Os verdadeiros artistas do futuro serão aqueles que empreenderem este trabalho formidável que é a criação interior. Preparei-vos, então, vós também. E não alegueis que sois pobres, miseráveis, que não podereis tirar nada da vossa própria matéria. Qualquer que seja a matéria, existe sempre a possibilidade de se tirar algo dela.

Quando eu era ainda estudante – isto passou-se em Sófia, na Bulgária –, estava um dia a ler no meu quarto, quando, de repente, ouvi uma ária de violino duma beleza e duma pureza extraordinárias. Dir-se-ia que vinha do Céu. Saí, para ver quem assim tocava, e encontrei um cigano esfarrapado que extraía aqueles sons espantosos de um instrumento extraordinariamente bizarro, mal se podia dizer que era um violino.

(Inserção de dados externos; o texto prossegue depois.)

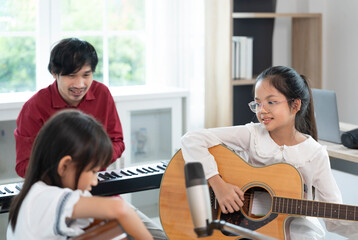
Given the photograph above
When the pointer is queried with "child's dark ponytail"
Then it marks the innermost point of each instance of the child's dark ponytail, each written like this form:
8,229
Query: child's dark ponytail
309,118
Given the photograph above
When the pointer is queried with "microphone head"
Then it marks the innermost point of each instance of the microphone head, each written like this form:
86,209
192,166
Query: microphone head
198,198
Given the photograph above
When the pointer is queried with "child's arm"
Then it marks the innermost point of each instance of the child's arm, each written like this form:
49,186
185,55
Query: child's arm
230,197
112,208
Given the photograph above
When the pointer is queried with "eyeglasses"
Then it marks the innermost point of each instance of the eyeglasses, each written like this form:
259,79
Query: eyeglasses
270,105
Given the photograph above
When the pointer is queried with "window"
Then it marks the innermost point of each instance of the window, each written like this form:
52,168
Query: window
139,42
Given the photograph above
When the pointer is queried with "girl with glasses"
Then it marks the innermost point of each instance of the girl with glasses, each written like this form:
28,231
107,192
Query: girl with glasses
286,133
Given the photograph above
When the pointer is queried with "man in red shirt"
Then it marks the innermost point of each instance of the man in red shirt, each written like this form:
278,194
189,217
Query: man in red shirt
72,63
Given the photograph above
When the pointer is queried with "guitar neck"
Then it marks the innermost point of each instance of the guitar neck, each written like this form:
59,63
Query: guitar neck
314,209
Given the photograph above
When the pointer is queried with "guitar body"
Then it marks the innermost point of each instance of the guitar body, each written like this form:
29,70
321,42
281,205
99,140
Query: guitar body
281,180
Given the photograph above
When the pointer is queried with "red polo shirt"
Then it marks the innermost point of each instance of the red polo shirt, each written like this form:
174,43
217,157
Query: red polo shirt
97,102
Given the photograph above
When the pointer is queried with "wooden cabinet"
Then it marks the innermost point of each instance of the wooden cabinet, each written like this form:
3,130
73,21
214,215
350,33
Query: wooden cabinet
306,52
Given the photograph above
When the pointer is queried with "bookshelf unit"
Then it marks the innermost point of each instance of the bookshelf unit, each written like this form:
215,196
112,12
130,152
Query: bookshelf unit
306,52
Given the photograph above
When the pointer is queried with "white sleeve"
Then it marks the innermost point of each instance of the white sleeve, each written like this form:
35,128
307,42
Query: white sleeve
195,145
327,191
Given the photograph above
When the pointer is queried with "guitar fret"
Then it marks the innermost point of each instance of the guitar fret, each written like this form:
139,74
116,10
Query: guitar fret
342,212
313,208
275,204
279,205
309,208
299,209
329,210
335,211
321,209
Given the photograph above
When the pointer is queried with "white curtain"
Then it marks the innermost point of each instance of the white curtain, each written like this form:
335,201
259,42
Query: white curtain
218,89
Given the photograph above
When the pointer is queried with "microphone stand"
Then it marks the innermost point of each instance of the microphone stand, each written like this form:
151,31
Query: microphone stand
231,228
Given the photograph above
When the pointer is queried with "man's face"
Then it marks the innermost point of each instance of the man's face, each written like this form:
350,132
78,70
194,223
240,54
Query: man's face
73,87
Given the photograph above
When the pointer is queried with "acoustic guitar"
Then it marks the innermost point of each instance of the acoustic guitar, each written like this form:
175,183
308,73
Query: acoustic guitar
281,185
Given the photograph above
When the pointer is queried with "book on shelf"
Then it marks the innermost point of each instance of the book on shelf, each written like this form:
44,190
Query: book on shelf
242,51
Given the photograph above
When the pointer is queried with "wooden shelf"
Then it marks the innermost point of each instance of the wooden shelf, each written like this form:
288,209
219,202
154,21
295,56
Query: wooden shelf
241,82
306,51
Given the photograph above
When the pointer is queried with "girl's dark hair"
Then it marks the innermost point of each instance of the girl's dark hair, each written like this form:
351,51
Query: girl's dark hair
69,132
70,55
294,86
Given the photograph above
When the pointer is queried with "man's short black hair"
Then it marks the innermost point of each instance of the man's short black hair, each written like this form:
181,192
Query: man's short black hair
70,55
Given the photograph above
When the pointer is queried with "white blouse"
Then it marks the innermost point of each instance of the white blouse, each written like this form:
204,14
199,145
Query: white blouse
45,213
254,144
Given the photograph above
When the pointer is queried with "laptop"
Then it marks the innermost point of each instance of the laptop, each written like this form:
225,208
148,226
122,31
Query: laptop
326,113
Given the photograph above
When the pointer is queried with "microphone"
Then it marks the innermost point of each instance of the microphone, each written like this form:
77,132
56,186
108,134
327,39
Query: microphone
197,191
198,196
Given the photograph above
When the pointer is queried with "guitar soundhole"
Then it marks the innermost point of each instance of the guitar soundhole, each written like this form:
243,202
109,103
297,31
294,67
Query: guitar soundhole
257,203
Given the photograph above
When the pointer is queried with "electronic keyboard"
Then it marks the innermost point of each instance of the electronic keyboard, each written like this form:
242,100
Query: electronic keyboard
110,182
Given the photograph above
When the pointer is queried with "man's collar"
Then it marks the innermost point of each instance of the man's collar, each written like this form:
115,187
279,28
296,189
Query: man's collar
57,100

Todos os habitantes da rua saíram de casa ou vieram à janela… Quando ele terminou, eu aproximei-me e perguntei-lhe:

- De onde veio esse violino?

- Fui eu que o fiz.

- Dá-me licença que o veja?

Virei e tornei a virar aquele instrumento, e fiquei siderado: uma caixa de madeira mal aparada e, sobre esta, umas cordas esticadas… Alguns anos mais tarde, em França, conheci um homem que fazia pesquisas acerca dos vernizes dos violinos Stradivarius, que ele queria redescobrir. Que teria ele dito daquele violino que, obviamente, não tinha qualquer verniz?…

Muito tempo depois, ainda aquele encontro me preocupava. Pensava eu: “Mas, então, o essencial não é a perfeição do instrumento, é uma coisa bem diferente. Tudo depende de quem tocas”. Refleti muito e concluí que também eu, com um violino tão rudimentar como o meu – eu próprio – conseguiria, trabalhando, tirar uns belos sons. Disse para comigo mesmo: “É certo que não tenho excelentes condições, que a madeira do meu violino não é das mais preciosas, mas a minha vontade, o meu desejo e o meu amor pela beleza triunfarão”. E lancei-me ao trabalho!

Sim, o que conta é termos vontade de triunfar, é visarmos o cimo, o ponto mais elevado, o alto ideal, a fim de criarmos a verdadeira beleza, de a criarmos em nós e fora de nós. A idéia de criação é a quinta-essência do nosso Ensinamento.